The Garvan Institute of Medical Research in Sydney has announced a new service that will triple the rate of diagnosis for Australians suffering from rare and genetic conditions. Launching the sequencing service in conjunction with NSW Health and Genome One, will help hundreds of thousands of sufferers find an answer. Dr Marcel Dinger head of Genomic Medicine at the Garvan says “It used to take years to get a diagnosis for a genetic or rare disease and now we’ll get a result in just eight to 12 weeks.”
Offering a whole-genome sequencing service, patients deemed eligible will have their whole genome, all 20,000 genes analysed for anomalies and genetic markers at once. This technique of DNA sequencing uses complex chemistry and high resolution optics to determine an individual’s DNA sequence. Broken down into As, Cs, Gs and Ts, approximately 6,000 million letters are present in each human genome. Computers are used to compare this mammoth amount of data and locate the differences.
Although focusing on patients left undiagnosed by the current diagnostic tests, genomic medicine – using the information gained from a person’s DNA sequence to diagnose or treat – is at the forefront of groundbreaking medical application for the wider population too.
Executive Director of the Garvan, Professor John Mattick notes,“We are on the precipice of a tremendous revolution in health care. The more we understand about the whole genome, the greater our ability is to make life-changing diagnoses for genetic conditions and help patients receive the right treatment faster.”
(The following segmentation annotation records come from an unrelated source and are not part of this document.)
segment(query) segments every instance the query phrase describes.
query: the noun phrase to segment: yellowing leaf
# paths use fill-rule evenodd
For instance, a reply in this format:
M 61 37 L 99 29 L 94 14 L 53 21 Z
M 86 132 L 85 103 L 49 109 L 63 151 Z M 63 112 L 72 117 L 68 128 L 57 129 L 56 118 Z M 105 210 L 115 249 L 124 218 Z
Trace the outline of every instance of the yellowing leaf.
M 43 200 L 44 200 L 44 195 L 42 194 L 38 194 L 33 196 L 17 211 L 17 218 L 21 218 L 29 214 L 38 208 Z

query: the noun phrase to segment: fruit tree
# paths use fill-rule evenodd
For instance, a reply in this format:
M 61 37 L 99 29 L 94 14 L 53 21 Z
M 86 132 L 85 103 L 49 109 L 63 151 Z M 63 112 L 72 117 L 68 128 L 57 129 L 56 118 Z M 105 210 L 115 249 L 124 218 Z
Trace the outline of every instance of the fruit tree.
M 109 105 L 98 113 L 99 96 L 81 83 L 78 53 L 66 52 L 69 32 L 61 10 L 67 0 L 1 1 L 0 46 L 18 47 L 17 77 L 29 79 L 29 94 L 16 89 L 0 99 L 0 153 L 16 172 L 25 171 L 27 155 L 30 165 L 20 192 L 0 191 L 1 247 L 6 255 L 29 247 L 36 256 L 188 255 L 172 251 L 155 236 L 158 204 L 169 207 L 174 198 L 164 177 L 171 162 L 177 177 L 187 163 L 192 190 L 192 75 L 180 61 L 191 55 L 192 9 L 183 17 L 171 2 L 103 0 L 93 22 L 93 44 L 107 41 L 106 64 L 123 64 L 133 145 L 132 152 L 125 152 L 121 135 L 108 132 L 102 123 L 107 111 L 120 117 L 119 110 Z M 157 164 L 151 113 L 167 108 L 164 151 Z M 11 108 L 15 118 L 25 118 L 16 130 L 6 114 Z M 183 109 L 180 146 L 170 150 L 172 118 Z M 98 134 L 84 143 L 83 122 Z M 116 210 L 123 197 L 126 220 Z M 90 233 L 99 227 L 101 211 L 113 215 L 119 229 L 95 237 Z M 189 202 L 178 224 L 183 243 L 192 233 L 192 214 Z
Approximately 6-8% of Australians suffer from a rare genetic condition, with a new disorder identified in medical texts on a weekly basis. The Genome One diagnostic service will help to provide answers and relief for those dealing with a complex range of symptoms.
Not only will individual patients be helped by this revolutionary approach to patient diagnosis but the bank of information gathered by investigating the genome further with provide a wonderful foundation for further research.